After arriving at the Frank Crowley Courts Building, the boyish young
man with a shy manner was told to report to state District Judge Faith
Johnson's court. The case involved two black men who were charged with
robbing an elderly Hispanic man.
J, who asked that his identity not be revealed, was one of 20 blacks on
the panel of 65 prospective jurors. In answer to a group question, he
said he believed the primary purpose of sentencing should be punishment.
He said he was never asked a direct question.
But when Assistant District Attorney Kerri New presented her list of
potential jurors whom she wanted to
strike, J's name was on it. So were the names of eight other blacks.
Defense attorney Clark Birdsall accused Ms. New of striking blacks for
racial reasons, without asking some of them a single question, and
requested a Batson
hearing.
"Some of these jurors, I don't think, said a cotton-picking thing," he
said.
In response, Ms. New said four people had doubts about assessing a life
sentence. Another was "a bad juror on a murder case." One had a
misdemeanor conviction. One sported a "liberal lifestyle." One had a
"disturbing" attitude.
She said she struck J because he was missing his front teeth, which she
called an indication of a "socioeconomic stereotype" unfavorable to the
state.
"Judge, it may not be popular," Ms. New said, "but it's the truth. We
have a lot of problems with people who come down here and want to view
the police as bad people because of where they live. That is allowed. It
is a race-neutral reason."
Mr. Birdsall was outraged. "I can't believe my ears," he said. He
likened Ms. New's rationale to "knitting a parachute out of thin air."
Judge Johnson had J brought back into the courtroom and called him to
her bench. She said she noticed he had some college credits. He said he
was the manager of a small family business. Then she asked whether his
front teeth were missing.
"Missing?" he replied. "No. I got my tongue pierced."
"But your teeth are not missing?" the judge persisted.
"They're all there. Thank you," J replied.
"Open your mouth; let me see," the judge instructed.

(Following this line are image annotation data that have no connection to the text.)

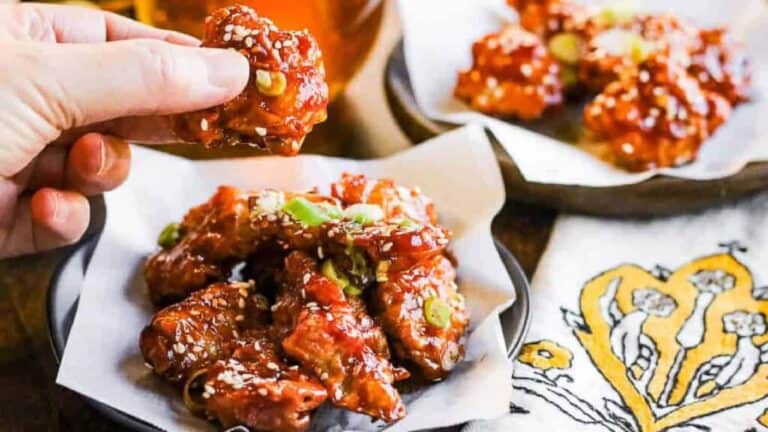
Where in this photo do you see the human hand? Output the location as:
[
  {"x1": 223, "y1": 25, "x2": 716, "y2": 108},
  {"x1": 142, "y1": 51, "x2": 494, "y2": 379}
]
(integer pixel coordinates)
[{"x1": 0, "y1": 3, "x2": 249, "y2": 258}]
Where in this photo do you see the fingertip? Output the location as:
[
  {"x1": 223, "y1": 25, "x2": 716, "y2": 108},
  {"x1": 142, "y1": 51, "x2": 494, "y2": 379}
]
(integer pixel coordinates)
[
  {"x1": 203, "y1": 48, "x2": 251, "y2": 97},
  {"x1": 29, "y1": 188, "x2": 90, "y2": 250},
  {"x1": 67, "y1": 133, "x2": 131, "y2": 195},
  {"x1": 163, "y1": 30, "x2": 201, "y2": 47}
]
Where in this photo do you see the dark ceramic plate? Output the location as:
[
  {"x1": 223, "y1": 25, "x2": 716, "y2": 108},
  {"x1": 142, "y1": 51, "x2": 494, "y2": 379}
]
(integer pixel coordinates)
[
  {"x1": 48, "y1": 235, "x2": 531, "y2": 432},
  {"x1": 384, "y1": 43, "x2": 768, "y2": 217}
]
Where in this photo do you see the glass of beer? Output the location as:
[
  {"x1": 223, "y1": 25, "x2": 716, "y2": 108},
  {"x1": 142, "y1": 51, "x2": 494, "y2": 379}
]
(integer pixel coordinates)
[{"x1": 135, "y1": 0, "x2": 384, "y2": 99}]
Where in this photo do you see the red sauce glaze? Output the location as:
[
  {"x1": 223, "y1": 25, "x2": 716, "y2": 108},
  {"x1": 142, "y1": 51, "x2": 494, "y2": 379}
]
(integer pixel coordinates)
[
  {"x1": 175, "y1": 6, "x2": 328, "y2": 156},
  {"x1": 584, "y1": 55, "x2": 731, "y2": 171},
  {"x1": 578, "y1": 14, "x2": 697, "y2": 91},
  {"x1": 331, "y1": 173, "x2": 437, "y2": 224},
  {"x1": 203, "y1": 331, "x2": 328, "y2": 432},
  {"x1": 139, "y1": 282, "x2": 253, "y2": 382},
  {"x1": 507, "y1": 0, "x2": 598, "y2": 38},
  {"x1": 688, "y1": 28, "x2": 752, "y2": 105},
  {"x1": 274, "y1": 252, "x2": 412, "y2": 422},
  {"x1": 140, "y1": 174, "x2": 469, "y2": 431},
  {"x1": 454, "y1": 25, "x2": 563, "y2": 120},
  {"x1": 373, "y1": 256, "x2": 469, "y2": 381}
]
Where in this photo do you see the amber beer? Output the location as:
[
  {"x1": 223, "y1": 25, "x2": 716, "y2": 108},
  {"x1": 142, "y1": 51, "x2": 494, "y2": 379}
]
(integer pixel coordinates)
[{"x1": 136, "y1": 0, "x2": 384, "y2": 97}]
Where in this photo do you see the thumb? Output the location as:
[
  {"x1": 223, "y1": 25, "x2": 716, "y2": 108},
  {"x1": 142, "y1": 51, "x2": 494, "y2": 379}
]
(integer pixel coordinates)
[{"x1": 17, "y1": 40, "x2": 249, "y2": 131}]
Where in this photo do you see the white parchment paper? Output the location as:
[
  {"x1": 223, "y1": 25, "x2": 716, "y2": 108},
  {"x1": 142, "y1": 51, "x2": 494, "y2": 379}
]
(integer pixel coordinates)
[
  {"x1": 57, "y1": 126, "x2": 514, "y2": 431},
  {"x1": 399, "y1": 0, "x2": 768, "y2": 186}
]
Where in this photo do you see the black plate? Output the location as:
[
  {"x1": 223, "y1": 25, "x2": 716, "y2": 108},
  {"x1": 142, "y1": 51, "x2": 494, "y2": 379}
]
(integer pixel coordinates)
[
  {"x1": 47, "y1": 235, "x2": 531, "y2": 432},
  {"x1": 384, "y1": 43, "x2": 768, "y2": 217}
]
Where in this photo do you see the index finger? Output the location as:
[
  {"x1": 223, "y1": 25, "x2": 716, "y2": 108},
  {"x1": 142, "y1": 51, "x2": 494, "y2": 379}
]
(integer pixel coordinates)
[{"x1": 0, "y1": 3, "x2": 200, "y2": 46}]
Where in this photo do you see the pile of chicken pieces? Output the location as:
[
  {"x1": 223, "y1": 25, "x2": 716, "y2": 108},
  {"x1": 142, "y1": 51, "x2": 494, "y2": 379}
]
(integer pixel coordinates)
[
  {"x1": 140, "y1": 174, "x2": 469, "y2": 431},
  {"x1": 454, "y1": 0, "x2": 751, "y2": 171}
]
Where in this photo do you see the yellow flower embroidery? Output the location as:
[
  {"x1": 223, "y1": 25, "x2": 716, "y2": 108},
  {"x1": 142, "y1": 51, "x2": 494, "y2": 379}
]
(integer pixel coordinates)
[{"x1": 517, "y1": 340, "x2": 573, "y2": 372}]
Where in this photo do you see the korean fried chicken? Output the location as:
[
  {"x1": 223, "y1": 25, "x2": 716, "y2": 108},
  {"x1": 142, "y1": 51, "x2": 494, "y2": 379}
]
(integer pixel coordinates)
[
  {"x1": 454, "y1": 24, "x2": 563, "y2": 120},
  {"x1": 140, "y1": 174, "x2": 469, "y2": 431},
  {"x1": 139, "y1": 282, "x2": 253, "y2": 382},
  {"x1": 372, "y1": 256, "x2": 469, "y2": 380},
  {"x1": 201, "y1": 331, "x2": 328, "y2": 432},
  {"x1": 274, "y1": 252, "x2": 407, "y2": 422},
  {"x1": 175, "y1": 6, "x2": 328, "y2": 156},
  {"x1": 584, "y1": 55, "x2": 731, "y2": 171}
]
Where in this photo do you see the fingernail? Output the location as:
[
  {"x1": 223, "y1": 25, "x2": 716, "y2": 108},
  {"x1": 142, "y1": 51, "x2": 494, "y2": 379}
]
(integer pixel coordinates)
[
  {"x1": 203, "y1": 49, "x2": 249, "y2": 90},
  {"x1": 96, "y1": 137, "x2": 111, "y2": 176},
  {"x1": 49, "y1": 191, "x2": 69, "y2": 222}
]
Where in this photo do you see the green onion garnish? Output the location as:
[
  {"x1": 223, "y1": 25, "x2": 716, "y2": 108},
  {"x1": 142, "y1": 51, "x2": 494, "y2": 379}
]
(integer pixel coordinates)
[
  {"x1": 344, "y1": 204, "x2": 384, "y2": 225},
  {"x1": 424, "y1": 297, "x2": 451, "y2": 328},
  {"x1": 548, "y1": 33, "x2": 583, "y2": 64},
  {"x1": 320, "y1": 260, "x2": 362, "y2": 296},
  {"x1": 283, "y1": 197, "x2": 330, "y2": 226},
  {"x1": 157, "y1": 222, "x2": 181, "y2": 249}
]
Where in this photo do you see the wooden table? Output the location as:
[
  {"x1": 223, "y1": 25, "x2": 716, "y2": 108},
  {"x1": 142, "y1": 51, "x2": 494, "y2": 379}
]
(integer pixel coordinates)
[{"x1": 0, "y1": 0, "x2": 555, "y2": 432}]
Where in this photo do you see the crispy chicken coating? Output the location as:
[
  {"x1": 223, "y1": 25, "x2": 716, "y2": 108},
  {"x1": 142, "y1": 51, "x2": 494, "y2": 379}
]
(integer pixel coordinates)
[
  {"x1": 454, "y1": 25, "x2": 563, "y2": 120},
  {"x1": 507, "y1": 0, "x2": 598, "y2": 39},
  {"x1": 578, "y1": 14, "x2": 697, "y2": 91},
  {"x1": 688, "y1": 28, "x2": 752, "y2": 105},
  {"x1": 372, "y1": 256, "x2": 469, "y2": 380},
  {"x1": 175, "y1": 6, "x2": 328, "y2": 156},
  {"x1": 202, "y1": 331, "x2": 328, "y2": 432},
  {"x1": 584, "y1": 55, "x2": 731, "y2": 171},
  {"x1": 144, "y1": 183, "x2": 451, "y2": 304},
  {"x1": 139, "y1": 282, "x2": 253, "y2": 382},
  {"x1": 331, "y1": 173, "x2": 437, "y2": 225},
  {"x1": 144, "y1": 187, "x2": 254, "y2": 305},
  {"x1": 274, "y1": 252, "x2": 407, "y2": 422}
]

The judge had seen enough. The state's
strike was denied, and J was seated on the jury. Later, he voted with the
11 other jurors to convict the two defendants. He said some jurors at
first had doubted their guilt, but he never did.
In an interview with The Dallas Morning News, J said he thought
the request to see his teeth was "weird," but it didn't bother him. When
he was told Ms. New's reasons for striking him, he suggested that maybe
she had seen that his teeth were crooked and had gotten confused.
"Maybe it was just something she assumed," he said. "I do live in Oak
Cliff. But I'm not poor or anything."
Ms. New, who had once helped train young Dallas County prosecutors, told
Judge Johnson she had confused J with an older black man seated in front
of him. She apologized and insisted she would never
strike someone because of race.
In a later interview, Ms. New repeated that it was a case of mistaken
identity.
"He had no regard for himself," she said of the older man. "If that
person had walked in any courtroom in that state – white or black – any
prosecutor would have struck him."
In early May, after several inquiries by the newspaper, Ms. New was
demoted and quit the district attorney's office.